Benjamin Etter: Er sagt immer gerne, er möchte ein Album machen, das die Fans so erwarten und gerne hätten, nicht eines, das er selber gerne hätte.
David Branca: Er hat uns unser Ding machen lassen. Die Sache ist einfach die, dass wir ihn als Produzenten sehr akzeptiert haben, weil die Alben, die er vorher gemacht hat, von denen sind wir Alle Fans. Wenn er etwas gesagt hat, dass er es so und so haben möchte, dann hat man genug Vertrauen gehabt, um es abzugeben. Es gab Sachen auf die Situation bezogen, die Einem selber nicht auffallen, und da war man nachher froh, wenn man es gesagt bekommen hat. Das macht einen grösseren Produzenten auch aus.
Ricardo Krenger: Wir konnten die Songs im Studio so fertig ausarbeiten und sie ihm nachher geben, dass wir noch Inputs bekommen haben und sie noch mehr ausarbeiten konnten.
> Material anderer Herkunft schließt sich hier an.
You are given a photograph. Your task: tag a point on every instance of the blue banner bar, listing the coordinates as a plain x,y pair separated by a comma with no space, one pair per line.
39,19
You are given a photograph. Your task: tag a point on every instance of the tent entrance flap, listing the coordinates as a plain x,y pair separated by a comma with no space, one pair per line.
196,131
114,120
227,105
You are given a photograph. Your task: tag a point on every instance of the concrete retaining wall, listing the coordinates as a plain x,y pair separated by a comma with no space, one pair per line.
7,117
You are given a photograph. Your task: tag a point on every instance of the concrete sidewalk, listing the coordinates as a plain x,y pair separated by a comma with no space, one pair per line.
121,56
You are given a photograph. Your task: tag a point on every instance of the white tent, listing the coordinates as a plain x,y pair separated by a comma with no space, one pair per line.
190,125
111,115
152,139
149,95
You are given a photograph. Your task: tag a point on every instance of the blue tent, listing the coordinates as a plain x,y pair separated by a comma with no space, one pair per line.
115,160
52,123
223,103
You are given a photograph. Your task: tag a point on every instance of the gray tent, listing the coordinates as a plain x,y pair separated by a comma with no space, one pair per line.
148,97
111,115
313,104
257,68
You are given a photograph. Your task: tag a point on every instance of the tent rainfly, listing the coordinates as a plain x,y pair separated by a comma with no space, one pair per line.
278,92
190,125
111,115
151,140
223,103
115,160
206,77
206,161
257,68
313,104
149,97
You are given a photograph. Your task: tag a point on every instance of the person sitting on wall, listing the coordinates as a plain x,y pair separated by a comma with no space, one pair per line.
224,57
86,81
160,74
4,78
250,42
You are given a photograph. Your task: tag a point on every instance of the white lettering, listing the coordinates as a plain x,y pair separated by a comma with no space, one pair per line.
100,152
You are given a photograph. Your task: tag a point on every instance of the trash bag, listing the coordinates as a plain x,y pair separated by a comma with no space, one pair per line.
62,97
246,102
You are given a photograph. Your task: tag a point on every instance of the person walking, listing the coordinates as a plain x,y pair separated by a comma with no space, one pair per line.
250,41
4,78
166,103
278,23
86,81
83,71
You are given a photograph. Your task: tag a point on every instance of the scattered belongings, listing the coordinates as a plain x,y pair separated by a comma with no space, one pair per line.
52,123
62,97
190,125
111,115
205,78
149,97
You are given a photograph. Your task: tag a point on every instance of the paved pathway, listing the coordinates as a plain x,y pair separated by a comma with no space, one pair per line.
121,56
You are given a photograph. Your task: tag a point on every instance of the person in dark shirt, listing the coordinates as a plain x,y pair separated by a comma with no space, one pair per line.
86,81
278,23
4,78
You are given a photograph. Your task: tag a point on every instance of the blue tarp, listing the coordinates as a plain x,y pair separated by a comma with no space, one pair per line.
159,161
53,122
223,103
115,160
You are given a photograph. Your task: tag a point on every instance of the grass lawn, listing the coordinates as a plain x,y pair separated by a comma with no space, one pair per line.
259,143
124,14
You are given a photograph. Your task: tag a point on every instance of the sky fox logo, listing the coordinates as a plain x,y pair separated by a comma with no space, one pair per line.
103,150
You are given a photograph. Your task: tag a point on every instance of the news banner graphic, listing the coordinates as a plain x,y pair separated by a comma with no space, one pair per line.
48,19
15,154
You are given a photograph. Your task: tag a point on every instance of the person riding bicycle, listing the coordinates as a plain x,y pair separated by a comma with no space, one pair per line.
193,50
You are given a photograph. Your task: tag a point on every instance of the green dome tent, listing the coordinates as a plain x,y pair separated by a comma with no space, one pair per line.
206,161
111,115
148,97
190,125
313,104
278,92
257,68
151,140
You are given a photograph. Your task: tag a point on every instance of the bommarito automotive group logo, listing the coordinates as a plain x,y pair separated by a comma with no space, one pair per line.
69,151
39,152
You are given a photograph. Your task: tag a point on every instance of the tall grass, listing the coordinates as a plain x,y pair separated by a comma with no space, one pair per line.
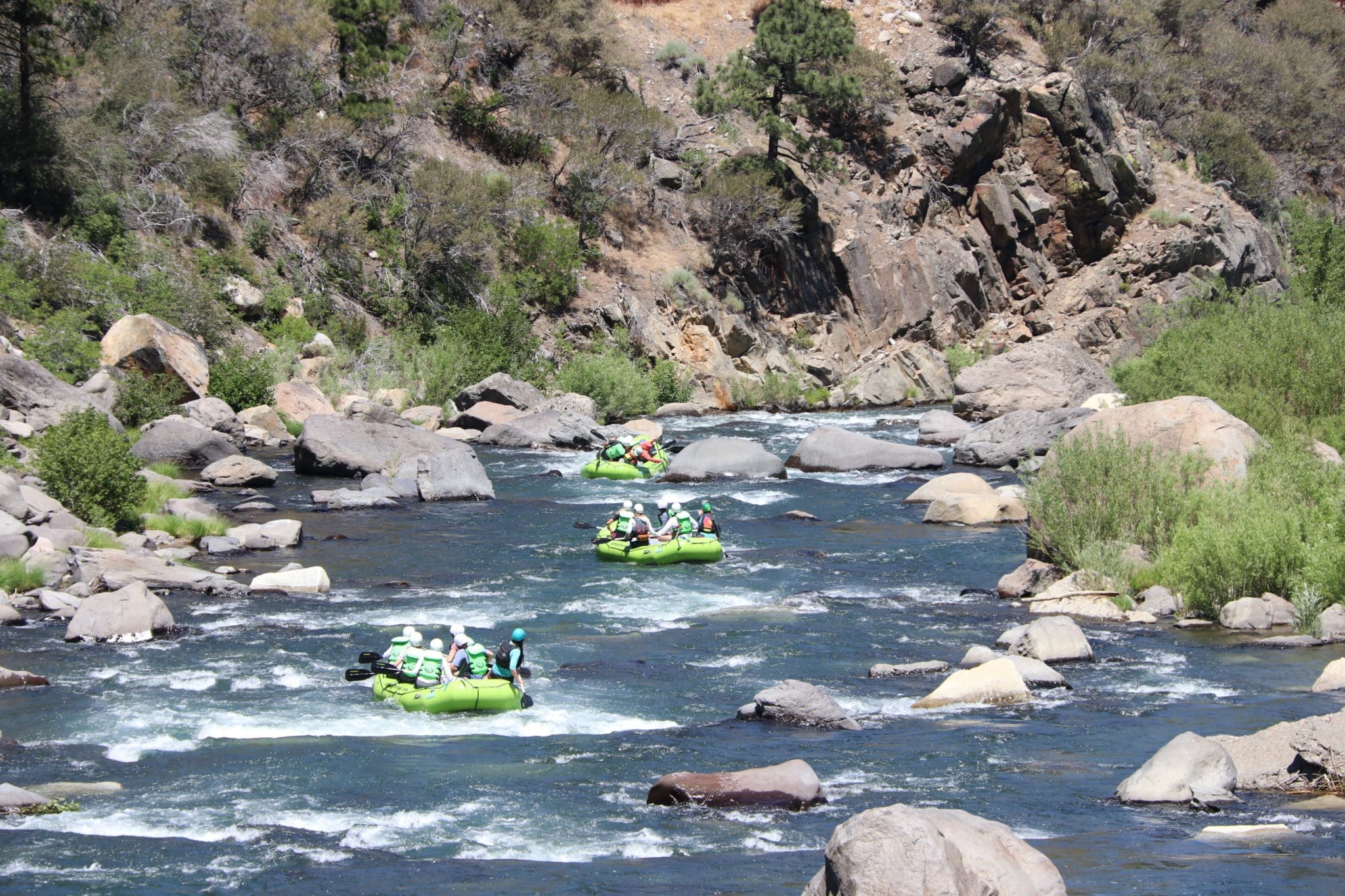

Darüber waren wir auch froh, das machte den fertigen Schliff aus.
Michael Marti: Es waren Vorschläge, es hiess nie, dass man MUSS.
hitparade.ch: Wieviel Zeit habt ihr im Studio verbracht?
Benjamin Etter: Im Vergleich zum alten Album, bei dem wir zwei Wochen Zeit hatten, hatten wir bei diesem hier 6 Wochen Zeit. Es ist alles noch natürlicher und kreativer, wenn man noch mehr Zeit hat. Bei mehr Zeit kann man sich sicher sein, dass jedes Band-Mitglied die beste Leistung bringen kann.
hitparade.ch: Ihr seid sehr aktiv bei twitter und Facebook. Denkt ihr, dass dies die Zukunft von Promo ist? Gibt es heutzutage noch eine Chance, bekannter zu werden ohne diese Medien?
David Branca: Wir reden lustigerweise privat sehr oft darüber. Facebook ist einfach nicht mehr wegzudenken, es hat viele Möglichkeiten geöffnet, aber auch ein paar geschlossen. Myspace war ein bisschen musikfreundlicher, man konnte sich die Songs direkt anhören, Facebook ist weniger bandfreundlich und mehr benutzerfreundlich. Ich denke, die Gefahr ist da, dass sich das Leben völlig auf Facebook reduziert; ich hoffe, das wird irgendwann aufbrechen. Wir machen mit und posten auch wirklich oft, aber es sollte nicht Haupt-Produkt der Band werden.
Ricardo Krenger: Ich finde es cool, wie man alles direkt nachlesen kann und alles auf einem Portal hat, sei es Feedback, Videos, Bilder, Musik und einfach die Leute, die es direkt kommentieren können und mitreden. Ich finde es sehr nützlich! Wir sind ja oft auch privat auf Facebook tätig.
Benjamin Etter: Man braucht eigentlich keine Labels mehr. Wenn man es gut macht, kann man sich heute als Band sehr gut selber promoten, durch alle diese sozialen Netzwerke, sei es Facebook, YouTube oder sonst irgendwelche Portale. Wir waren schon immer eine Do It Yourself-Band. Wir arbeiten auch immer mit guten Leuten zusammen. Die meiste Promo-Arbeit, die früher meistens nur Plattenlabels machen konnten, kann man heutzutage selber machen, wenn man es richtig macht und diese Medien richtig nutzt.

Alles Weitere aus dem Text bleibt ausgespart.